このブログでは、AI検索、AIエージェント、投資ツールづくり、子ども向けアプリづくりなど、日常の中でAIをどう使えるかをいろいろ試しています。
ただ、記事が増えてきたことで、「どこから読めばいいのか分からない」と感じる方もいるかもしれません。
そこで今回は、生成AIを日常で使うなら、最初に押さえておきたい前提をまとめます。
- AIを「正解を出す機械」ではなく、考える材料を増やす道具として使うこと
- 自然な文章と正しい情報は別だと理解しておくこと
- 基礎記事と実験記事を行き来しながら、AIとの距離感をつかむこと
生成AIは答えをくれる道具というより、考える材料を増やす道具
最初に伝えたいのは、AIを「正解を出してくれる機械」として見すぎないほうがいいということです。
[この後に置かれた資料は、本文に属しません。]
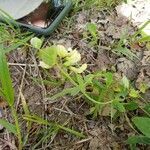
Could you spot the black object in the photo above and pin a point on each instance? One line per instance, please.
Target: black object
(53, 12)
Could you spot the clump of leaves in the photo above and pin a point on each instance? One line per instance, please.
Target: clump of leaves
(100, 89)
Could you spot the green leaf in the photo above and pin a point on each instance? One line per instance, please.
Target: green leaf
(6, 83)
(138, 140)
(143, 124)
(72, 91)
(125, 51)
(10, 127)
(36, 42)
(40, 120)
(48, 55)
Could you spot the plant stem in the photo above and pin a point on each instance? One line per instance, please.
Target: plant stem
(15, 116)
(84, 93)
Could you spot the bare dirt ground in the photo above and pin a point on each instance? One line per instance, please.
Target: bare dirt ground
(75, 111)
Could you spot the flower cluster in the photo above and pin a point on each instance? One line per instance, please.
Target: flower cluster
(58, 54)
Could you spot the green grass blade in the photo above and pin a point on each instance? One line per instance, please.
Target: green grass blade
(39, 120)
(10, 127)
(6, 83)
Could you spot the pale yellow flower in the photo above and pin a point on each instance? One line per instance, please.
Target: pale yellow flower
(73, 58)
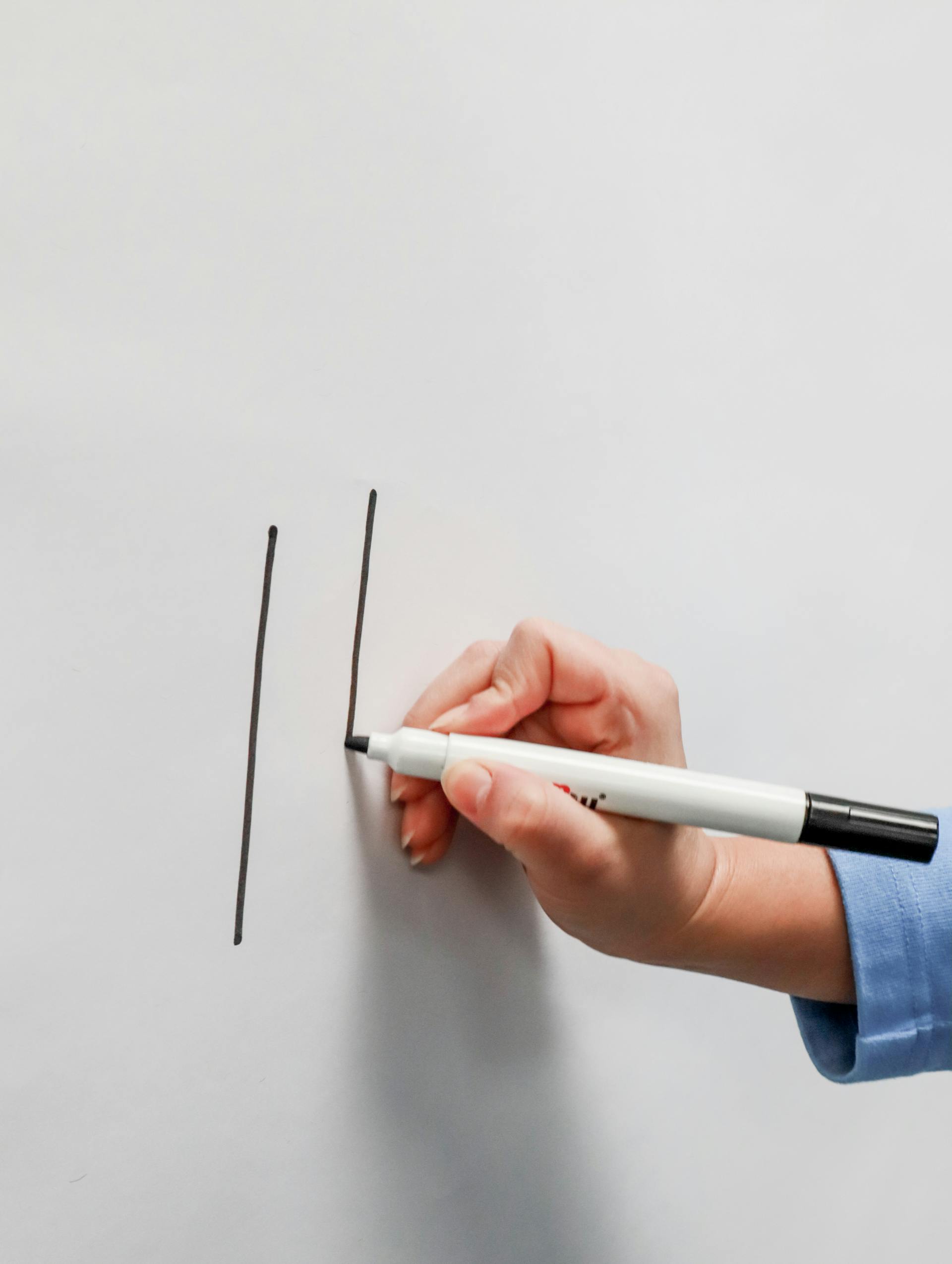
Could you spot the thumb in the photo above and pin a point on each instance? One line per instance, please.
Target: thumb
(546, 829)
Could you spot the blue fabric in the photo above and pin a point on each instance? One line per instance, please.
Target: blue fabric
(899, 918)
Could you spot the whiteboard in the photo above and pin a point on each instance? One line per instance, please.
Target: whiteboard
(637, 319)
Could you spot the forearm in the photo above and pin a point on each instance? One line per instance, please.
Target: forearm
(773, 916)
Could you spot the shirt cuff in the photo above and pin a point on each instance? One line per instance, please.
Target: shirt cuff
(899, 921)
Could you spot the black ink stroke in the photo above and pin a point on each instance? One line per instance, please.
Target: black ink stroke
(350, 741)
(253, 735)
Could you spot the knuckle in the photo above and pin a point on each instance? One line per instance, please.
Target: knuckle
(526, 809)
(590, 865)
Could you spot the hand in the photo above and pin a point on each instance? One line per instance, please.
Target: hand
(628, 887)
(745, 908)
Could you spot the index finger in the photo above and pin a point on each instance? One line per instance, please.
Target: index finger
(541, 663)
(466, 675)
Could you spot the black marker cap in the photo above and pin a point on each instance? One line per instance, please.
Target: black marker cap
(864, 827)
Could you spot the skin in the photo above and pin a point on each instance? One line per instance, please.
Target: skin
(668, 895)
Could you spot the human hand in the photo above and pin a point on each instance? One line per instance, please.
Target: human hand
(627, 887)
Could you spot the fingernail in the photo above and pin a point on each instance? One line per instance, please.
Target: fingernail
(449, 718)
(466, 785)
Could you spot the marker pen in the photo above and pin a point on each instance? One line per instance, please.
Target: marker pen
(681, 797)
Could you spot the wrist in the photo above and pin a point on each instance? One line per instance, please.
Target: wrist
(771, 914)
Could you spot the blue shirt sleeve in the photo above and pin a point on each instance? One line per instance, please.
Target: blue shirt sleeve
(899, 919)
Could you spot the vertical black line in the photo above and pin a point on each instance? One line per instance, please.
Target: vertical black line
(253, 735)
(361, 603)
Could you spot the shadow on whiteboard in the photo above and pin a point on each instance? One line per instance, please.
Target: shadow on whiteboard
(470, 1150)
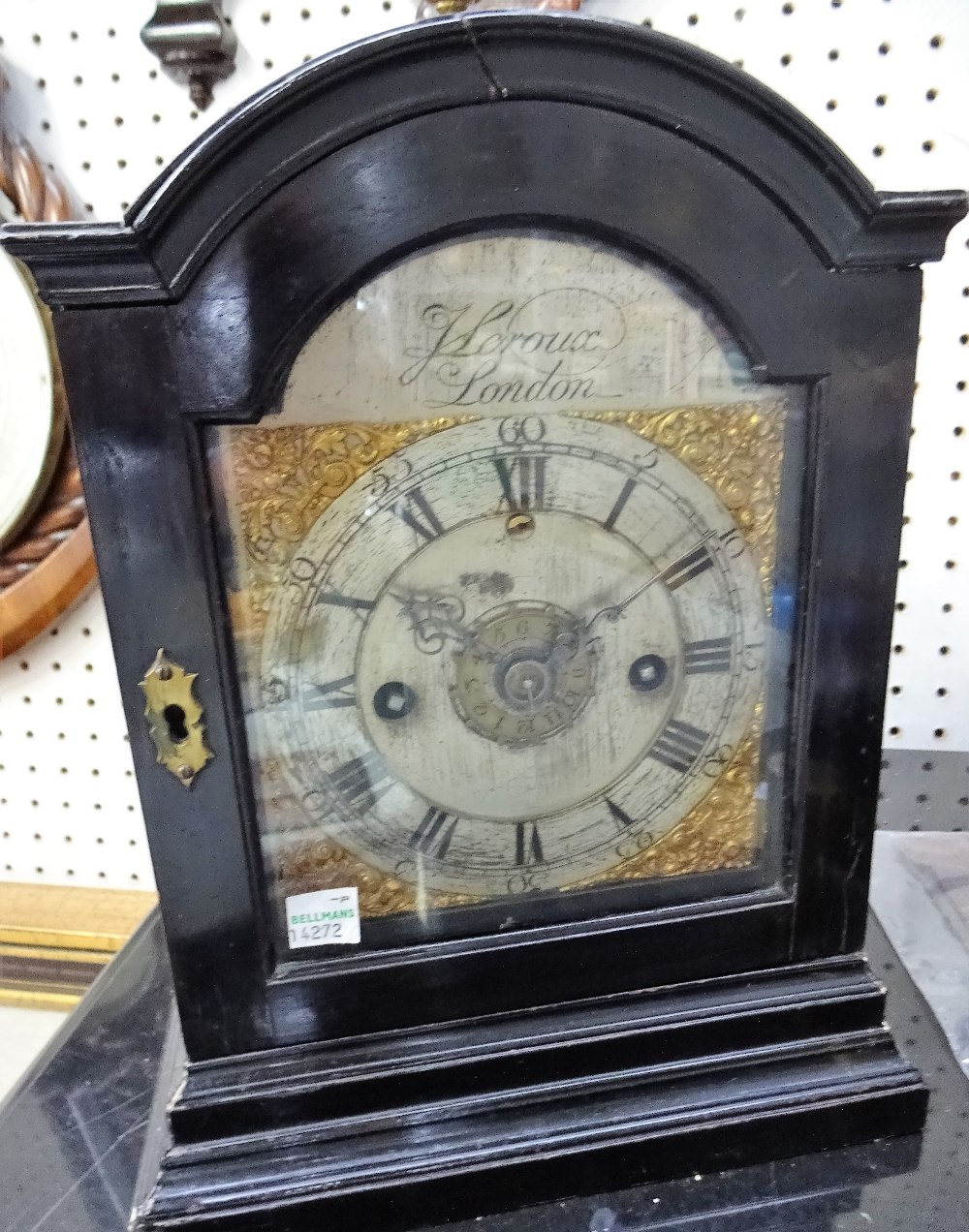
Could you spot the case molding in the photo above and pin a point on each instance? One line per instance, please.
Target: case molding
(484, 1115)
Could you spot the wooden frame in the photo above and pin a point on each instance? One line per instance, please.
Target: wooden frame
(206, 293)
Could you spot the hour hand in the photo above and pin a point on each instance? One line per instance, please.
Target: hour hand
(437, 619)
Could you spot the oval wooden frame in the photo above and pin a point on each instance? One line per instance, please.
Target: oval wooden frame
(32, 603)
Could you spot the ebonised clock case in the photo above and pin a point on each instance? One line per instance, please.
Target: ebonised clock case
(195, 308)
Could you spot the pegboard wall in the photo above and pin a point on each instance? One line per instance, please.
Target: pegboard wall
(886, 79)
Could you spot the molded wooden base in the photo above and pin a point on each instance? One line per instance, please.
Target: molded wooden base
(402, 1128)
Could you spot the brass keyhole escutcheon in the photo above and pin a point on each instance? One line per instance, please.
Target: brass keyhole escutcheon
(175, 719)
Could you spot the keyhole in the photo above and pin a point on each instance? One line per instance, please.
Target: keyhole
(175, 720)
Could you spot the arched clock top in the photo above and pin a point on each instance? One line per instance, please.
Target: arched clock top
(493, 60)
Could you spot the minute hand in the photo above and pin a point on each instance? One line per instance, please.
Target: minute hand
(615, 610)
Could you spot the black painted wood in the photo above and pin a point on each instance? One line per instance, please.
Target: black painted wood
(191, 313)
(484, 1115)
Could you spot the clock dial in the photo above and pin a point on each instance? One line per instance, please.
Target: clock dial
(498, 566)
(513, 656)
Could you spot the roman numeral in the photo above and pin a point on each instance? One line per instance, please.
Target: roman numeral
(361, 782)
(687, 567)
(678, 746)
(433, 837)
(709, 656)
(336, 601)
(420, 516)
(620, 504)
(331, 695)
(523, 483)
(528, 847)
(619, 816)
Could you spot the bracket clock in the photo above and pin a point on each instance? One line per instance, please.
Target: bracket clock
(494, 439)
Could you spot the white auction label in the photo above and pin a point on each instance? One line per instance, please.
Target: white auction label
(326, 917)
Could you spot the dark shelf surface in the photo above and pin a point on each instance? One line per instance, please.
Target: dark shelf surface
(72, 1133)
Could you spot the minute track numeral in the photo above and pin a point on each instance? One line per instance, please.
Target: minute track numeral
(687, 567)
(678, 746)
(361, 782)
(434, 834)
(620, 504)
(523, 483)
(528, 846)
(331, 695)
(706, 656)
(418, 515)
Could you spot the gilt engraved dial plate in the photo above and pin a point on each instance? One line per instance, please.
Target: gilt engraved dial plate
(513, 656)
(501, 574)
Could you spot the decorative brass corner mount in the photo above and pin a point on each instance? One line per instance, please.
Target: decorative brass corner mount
(175, 719)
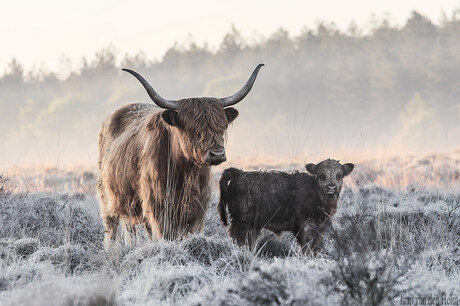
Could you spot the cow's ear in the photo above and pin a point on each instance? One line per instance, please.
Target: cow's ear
(347, 168)
(311, 168)
(171, 117)
(231, 113)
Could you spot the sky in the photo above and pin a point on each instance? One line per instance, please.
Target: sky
(42, 34)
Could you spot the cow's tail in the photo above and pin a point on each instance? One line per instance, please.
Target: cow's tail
(227, 175)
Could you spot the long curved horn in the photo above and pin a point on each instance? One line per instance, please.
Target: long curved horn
(243, 91)
(163, 103)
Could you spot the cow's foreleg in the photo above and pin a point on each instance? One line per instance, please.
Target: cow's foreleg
(305, 237)
(318, 238)
(244, 234)
(130, 232)
(110, 225)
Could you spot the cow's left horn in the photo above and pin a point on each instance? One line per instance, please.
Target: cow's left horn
(243, 91)
(163, 103)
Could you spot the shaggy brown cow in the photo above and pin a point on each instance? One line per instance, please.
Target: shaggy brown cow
(154, 166)
(297, 202)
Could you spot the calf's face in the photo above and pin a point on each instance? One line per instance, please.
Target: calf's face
(329, 175)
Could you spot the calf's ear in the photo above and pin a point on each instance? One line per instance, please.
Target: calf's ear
(171, 117)
(347, 168)
(311, 168)
(231, 113)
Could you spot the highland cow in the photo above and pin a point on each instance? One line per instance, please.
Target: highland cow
(154, 165)
(297, 202)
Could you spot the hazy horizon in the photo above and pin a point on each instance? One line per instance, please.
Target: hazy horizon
(324, 92)
(45, 35)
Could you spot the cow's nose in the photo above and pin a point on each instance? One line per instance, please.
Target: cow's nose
(218, 152)
(217, 156)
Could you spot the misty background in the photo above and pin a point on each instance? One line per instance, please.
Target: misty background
(351, 94)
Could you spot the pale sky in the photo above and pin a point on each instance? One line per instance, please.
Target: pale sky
(41, 33)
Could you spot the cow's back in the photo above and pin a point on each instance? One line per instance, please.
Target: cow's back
(119, 151)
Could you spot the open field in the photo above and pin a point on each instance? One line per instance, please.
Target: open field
(396, 239)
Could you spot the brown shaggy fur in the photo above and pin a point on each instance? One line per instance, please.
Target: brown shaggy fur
(153, 169)
(297, 202)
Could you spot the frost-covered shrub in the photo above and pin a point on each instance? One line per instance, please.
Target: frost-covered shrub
(368, 279)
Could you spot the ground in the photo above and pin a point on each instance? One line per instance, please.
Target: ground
(396, 240)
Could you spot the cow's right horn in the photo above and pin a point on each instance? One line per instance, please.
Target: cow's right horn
(228, 101)
(156, 98)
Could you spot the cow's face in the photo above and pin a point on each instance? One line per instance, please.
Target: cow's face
(201, 124)
(329, 175)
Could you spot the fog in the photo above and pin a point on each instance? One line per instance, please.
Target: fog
(323, 93)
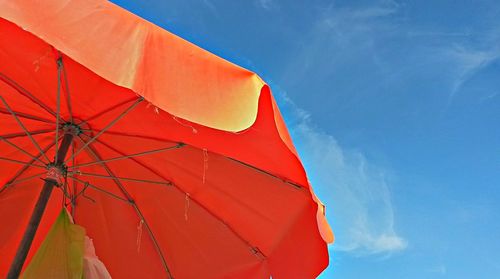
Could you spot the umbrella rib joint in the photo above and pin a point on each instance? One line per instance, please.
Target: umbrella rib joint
(56, 172)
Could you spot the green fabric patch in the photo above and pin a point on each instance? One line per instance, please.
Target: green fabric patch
(61, 253)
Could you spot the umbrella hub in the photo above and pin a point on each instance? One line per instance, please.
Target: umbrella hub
(56, 172)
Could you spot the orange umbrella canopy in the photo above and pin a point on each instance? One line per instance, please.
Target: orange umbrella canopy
(181, 165)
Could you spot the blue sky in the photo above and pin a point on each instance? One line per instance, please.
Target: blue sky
(395, 109)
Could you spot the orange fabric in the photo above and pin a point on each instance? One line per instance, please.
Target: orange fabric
(221, 219)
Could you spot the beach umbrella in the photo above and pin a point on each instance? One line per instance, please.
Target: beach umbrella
(174, 162)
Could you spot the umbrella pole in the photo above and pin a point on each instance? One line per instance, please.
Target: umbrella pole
(41, 204)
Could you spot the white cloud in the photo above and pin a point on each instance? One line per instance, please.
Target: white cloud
(266, 4)
(354, 190)
(439, 269)
(468, 63)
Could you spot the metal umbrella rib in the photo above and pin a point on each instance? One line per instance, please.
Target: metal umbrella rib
(97, 157)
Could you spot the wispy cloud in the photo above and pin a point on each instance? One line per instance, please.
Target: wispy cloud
(266, 4)
(439, 269)
(355, 190)
(469, 61)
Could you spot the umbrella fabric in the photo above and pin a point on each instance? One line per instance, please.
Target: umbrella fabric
(61, 253)
(224, 195)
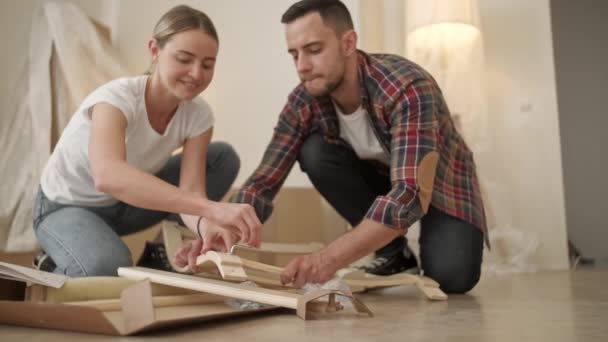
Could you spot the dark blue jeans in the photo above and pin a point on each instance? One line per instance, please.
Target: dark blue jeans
(85, 241)
(450, 248)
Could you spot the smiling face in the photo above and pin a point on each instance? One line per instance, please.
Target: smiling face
(317, 53)
(186, 63)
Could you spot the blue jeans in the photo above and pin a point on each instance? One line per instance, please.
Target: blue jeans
(450, 248)
(85, 241)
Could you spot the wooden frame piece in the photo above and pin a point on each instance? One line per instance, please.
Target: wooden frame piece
(303, 304)
(234, 268)
(173, 235)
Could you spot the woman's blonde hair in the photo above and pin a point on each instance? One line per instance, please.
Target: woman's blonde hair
(182, 18)
(179, 19)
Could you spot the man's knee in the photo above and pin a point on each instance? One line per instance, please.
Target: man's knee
(227, 158)
(452, 277)
(310, 155)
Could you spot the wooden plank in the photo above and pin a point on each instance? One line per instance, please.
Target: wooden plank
(222, 288)
(157, 301)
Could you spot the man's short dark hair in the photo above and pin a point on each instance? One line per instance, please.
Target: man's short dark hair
(333, 12)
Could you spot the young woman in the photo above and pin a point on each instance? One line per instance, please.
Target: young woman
(112, 172)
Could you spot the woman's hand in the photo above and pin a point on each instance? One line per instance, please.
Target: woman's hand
(240, 218)
(214, 238)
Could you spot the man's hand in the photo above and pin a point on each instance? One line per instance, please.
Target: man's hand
(240, 218)
(313, 268)
(214, 238)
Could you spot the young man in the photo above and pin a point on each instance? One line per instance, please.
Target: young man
(375, 137)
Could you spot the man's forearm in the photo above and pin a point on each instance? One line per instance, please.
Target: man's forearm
(364, 239)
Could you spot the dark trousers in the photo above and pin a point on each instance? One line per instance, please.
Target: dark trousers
(450, 248)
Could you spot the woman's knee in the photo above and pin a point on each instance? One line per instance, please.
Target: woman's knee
(106, 264)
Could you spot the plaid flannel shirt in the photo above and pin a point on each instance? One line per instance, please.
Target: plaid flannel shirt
(411, 121)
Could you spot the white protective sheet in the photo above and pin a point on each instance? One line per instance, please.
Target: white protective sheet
(68, 58)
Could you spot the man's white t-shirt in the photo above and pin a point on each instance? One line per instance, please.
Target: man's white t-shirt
(67, 178)
(357, 130)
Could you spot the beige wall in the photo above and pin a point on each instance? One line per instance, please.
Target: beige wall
(523, 111)
(581, 52)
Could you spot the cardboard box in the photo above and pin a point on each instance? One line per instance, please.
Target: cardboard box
(137, 311)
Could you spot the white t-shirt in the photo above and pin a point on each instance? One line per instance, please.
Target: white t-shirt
(357, 130)
(67, 178)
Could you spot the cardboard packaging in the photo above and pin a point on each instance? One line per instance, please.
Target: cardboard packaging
(136, 311)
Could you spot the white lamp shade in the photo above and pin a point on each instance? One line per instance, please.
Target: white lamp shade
(443, 37)
(420, 13)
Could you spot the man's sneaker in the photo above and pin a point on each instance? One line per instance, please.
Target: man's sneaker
(155, 256)
(43, 262)
(400, 262)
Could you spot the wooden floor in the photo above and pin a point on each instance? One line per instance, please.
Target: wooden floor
(542, 307)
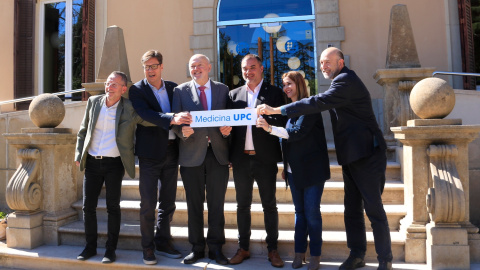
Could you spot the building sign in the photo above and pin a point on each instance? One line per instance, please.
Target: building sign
(218, 118)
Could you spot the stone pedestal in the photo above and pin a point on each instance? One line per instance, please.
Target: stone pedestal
(25, 230)
(397, 84)
(447, 247)
(54, 180)
(417, 137)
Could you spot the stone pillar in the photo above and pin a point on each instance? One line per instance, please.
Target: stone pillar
(114, 58)
(446, 239)
(55, 184)
(397, 84)
(43, 188)
(417, 137)
(402, 71)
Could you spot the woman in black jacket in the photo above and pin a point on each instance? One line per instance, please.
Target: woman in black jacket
(306, 167)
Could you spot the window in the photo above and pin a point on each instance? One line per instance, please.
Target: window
(281, 32)
(60, 61)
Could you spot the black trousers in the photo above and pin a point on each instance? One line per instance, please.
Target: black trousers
(364, 182)
(247, 170)
(210, 177)
(158, 184)
(98, 171)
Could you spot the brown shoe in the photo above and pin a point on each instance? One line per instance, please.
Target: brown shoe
(240, 256)
(314, 263)
(298, 261)
(275, 259)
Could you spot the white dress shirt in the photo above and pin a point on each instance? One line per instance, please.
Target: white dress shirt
(251, 98)
(162, 97)
(103, 136)
(208, 93)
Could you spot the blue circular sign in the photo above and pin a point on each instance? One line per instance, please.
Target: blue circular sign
(291, 46)
(242, 48)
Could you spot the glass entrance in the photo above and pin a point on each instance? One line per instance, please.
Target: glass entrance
(283, 37)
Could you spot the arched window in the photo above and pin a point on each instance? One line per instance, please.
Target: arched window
(281, 32)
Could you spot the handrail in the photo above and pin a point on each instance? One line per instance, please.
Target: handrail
(455, 73)
(31, 98)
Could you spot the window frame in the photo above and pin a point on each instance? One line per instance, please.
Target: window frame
(68, 43)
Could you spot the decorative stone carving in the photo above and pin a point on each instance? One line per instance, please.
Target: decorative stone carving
(23, 191)
(46, 111)
(406, 112)
(432, 98)
(446, 200)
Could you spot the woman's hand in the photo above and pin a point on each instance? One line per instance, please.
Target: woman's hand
(262, 123)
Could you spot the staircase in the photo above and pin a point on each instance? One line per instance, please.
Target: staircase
(129, 255)
(334, 245)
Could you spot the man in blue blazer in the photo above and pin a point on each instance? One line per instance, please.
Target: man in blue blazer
(254, 156)
(360, 150)
(157, 151)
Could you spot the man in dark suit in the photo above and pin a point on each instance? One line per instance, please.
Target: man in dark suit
(360, 150)
(254, 156)
(157, 151)
(203, 160)
(105, 150)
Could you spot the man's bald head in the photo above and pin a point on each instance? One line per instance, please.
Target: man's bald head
(331, 62)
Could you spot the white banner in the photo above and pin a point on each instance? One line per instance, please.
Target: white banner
(218, 118)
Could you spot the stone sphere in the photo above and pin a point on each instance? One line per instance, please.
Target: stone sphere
(46, 111)
(432, 98)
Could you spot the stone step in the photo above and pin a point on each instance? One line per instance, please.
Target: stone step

もちろん、AIは質問に答えてくれます。文章も作れます。調べものの入口にもなります。
ただ、私が日常で使っていて一番価値を感じるのは、「正解をもらうこと」よりも「考える材料を増やしてもらうこと」です。
投資について考えるときも、「どの銘柄を買えばいいか」と聞くのではなく、「この判断をする前に、どんな観点を確認すべきか」を整理してもらいます。
アプリを作るときも、「全部作って」と丸投げするより、「まずどんな機能に分けるべきか」を相談するほうが進めやすいです。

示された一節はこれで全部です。